We should just remove charset="" from the spec.
* add a means to add comments
e.g.
// Lines starting with // are comments
So far the web two comment syntaxes: <!-- SGML style --> and /* CSS
style
*/, so if we need comments I think we should pick one of these.
Actually there are three more in javascript:
// line comment
<!-- line comment
--> line comment
http://wiki.whatwg.org/wiki/Web_ECMAScript#HTML_comments
I'm not fussed. I thought your analysis pointed to //, which is also
nicer because it takes the full line into account without a need for
end tags. Also, it is common from C++ and other programming languages.
But I don't really mind - we just need a decision and reasons for why.
Using <!-- --> is a bad idea since the WebSRT syntax already uses -->. I
don't see the need for multiline comments.
Right. If we must have comments I think I'd prefer /* ... */ since both
CSS and JavaScript have it, and I can't see that single-line comments will
be easier from a parser perspective.
Anyway, I agree that at least a magic header like "WebSRT" is needed
because
of the horrors of legacy SRT parsing.
I don't see why we can't just consume the legacy and support it in
WebSRT. Part of the point with WebSRT is to support the legacy. If we
don't want to support the legacy, then the format can be made a lot
cleaner.
Did you read
<http://lists.whatwg.org/htdig.cgi/whatwg-whatwg.org/2010-October/028799.html>
and look at <http://ale5000.altervista.org/subtitles.htm>?
Do you think it's a good idea to make WebSRT an extension of ale5000-SRT?
My opinion is that it's not a very good idea, which of course we can
simplify some aspects of the format. For example, we don't need to allow
both , and . as the millisecond separator, and the time parsing in general
can be made more sane.
Breaking SRT compat means that we can
go back to requiring UTF-8 as the encoding.

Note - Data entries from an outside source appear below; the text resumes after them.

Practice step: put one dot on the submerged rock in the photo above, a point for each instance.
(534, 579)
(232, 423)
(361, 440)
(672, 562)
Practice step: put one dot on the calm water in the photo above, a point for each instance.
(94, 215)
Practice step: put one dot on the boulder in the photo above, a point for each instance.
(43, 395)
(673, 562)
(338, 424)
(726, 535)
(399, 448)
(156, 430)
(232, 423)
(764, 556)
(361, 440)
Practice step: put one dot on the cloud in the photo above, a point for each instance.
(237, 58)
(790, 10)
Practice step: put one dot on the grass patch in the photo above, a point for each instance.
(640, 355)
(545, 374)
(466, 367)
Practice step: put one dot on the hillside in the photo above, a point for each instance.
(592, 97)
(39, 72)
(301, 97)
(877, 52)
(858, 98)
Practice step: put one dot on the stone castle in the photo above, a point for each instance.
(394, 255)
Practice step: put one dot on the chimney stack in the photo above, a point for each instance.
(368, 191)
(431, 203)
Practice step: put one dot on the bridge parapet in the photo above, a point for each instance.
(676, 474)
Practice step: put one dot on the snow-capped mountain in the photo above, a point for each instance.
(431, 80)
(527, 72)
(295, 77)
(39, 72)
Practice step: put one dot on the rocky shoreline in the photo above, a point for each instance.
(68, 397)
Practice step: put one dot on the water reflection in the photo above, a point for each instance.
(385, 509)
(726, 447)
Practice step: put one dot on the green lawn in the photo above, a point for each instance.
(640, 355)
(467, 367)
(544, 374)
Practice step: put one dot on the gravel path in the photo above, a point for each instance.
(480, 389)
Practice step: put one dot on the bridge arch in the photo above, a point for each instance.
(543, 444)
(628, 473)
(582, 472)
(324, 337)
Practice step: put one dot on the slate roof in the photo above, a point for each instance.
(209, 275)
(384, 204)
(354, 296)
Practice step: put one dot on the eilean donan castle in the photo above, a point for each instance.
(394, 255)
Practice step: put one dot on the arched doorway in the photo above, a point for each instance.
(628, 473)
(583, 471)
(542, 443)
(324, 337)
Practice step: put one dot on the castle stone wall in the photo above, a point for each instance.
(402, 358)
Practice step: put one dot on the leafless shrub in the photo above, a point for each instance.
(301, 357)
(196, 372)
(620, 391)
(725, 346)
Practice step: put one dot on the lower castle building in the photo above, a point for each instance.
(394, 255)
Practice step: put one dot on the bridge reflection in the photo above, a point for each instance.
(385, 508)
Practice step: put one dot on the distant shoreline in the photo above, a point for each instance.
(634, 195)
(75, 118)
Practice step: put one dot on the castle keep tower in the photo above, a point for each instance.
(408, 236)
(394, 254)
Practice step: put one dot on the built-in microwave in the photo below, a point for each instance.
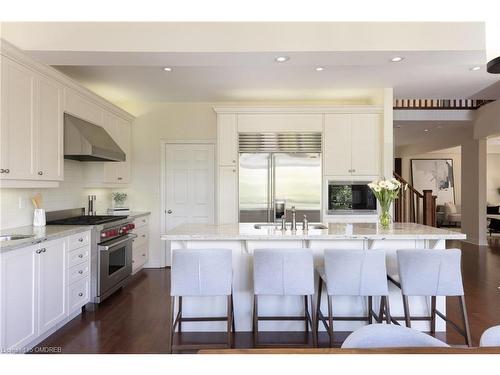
(351, 197)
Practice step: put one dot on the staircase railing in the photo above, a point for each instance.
(413, 206)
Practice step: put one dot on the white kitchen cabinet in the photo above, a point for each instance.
(228, 204)
(227, 140)
(50, 140)
(140, 245)
(31, 129)
(51, 284)
(41, 289)
(18, 298)
(17, 130)
(352, 144)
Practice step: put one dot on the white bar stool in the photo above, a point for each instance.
(429, 272)
(284, 272)
(197, 273)
(389, 336)
(352, 272)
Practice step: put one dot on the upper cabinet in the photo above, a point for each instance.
(352, 144)
(31, 126)
(227, 139)
(34, 98)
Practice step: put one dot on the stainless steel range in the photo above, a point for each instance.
(111, 251)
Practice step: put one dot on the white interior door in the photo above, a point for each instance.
(189, 185)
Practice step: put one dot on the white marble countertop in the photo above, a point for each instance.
(40, 234)
(368, 231)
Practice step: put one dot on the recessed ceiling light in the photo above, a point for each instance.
(281, 58)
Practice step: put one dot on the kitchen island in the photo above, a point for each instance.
(244, 238)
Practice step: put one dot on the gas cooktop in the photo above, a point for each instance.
(86, 220)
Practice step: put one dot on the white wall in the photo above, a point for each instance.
(450, 153)
(16, 208)
(493, 179)
(162, 121)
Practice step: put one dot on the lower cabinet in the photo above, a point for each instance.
(140, 245)
(39, 291)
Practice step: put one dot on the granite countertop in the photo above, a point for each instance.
(40, 234)
(365, 231)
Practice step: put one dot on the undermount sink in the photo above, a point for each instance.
(13, 237)
(299, 225)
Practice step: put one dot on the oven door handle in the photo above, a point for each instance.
(107, 247)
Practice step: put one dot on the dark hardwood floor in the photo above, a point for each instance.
(136, 319)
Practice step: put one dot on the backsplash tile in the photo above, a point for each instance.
(70, 194)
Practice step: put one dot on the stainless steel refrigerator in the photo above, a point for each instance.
(269, 181)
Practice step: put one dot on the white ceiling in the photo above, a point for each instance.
(235, 62)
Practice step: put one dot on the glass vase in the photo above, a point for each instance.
(385, 218)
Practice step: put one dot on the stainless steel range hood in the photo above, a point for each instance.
(85, 141)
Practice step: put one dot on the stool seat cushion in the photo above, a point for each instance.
(353, 272)
(389, 336)
(201, 272)
(429, 272)
(490, 337)
(283, 272)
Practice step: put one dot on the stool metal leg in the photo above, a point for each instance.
(433, 314)
(318, 304)
(255, 320)
(306, 314)
(387, 310)
(330, 321)
(370, 308)
(406, 311)
(463, 309)
(180, 314)
(314, 324)
(172, 326)
(229, 321)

However, UTF-8 does
complicate
the magic header a bit due to the possibility of a BOM [1]. While it
would
be nice to forbid the use of a BOM, I expect we'd then see lots of
frustration from authors who's editors automatically insert it...
[1] http://en.wikipedia.org/wiki/Byte_order_mark#UTF-8
I'm happy to enforce UTF-8 on WebSRT. The @charset can work for other
formats. I didn't know about the BOM problem - but having read it, I
would think it makes sense to forbid it. What tools do and how they
deal with erroneous files is a different matter.
Forbidding it would be the frustration. Consider editing a WebSRT file
in Notepad, and then suddenly it doesn't work anymore. Instead we should
allow the BOM. (WebSRT already allows the BOM.)
This means that it's tricker to use "WebSRT" as the magic bytes, but I
agree it's probably the better trade-off.
--
Philip Jägenstedt
Core Developer
Opera Software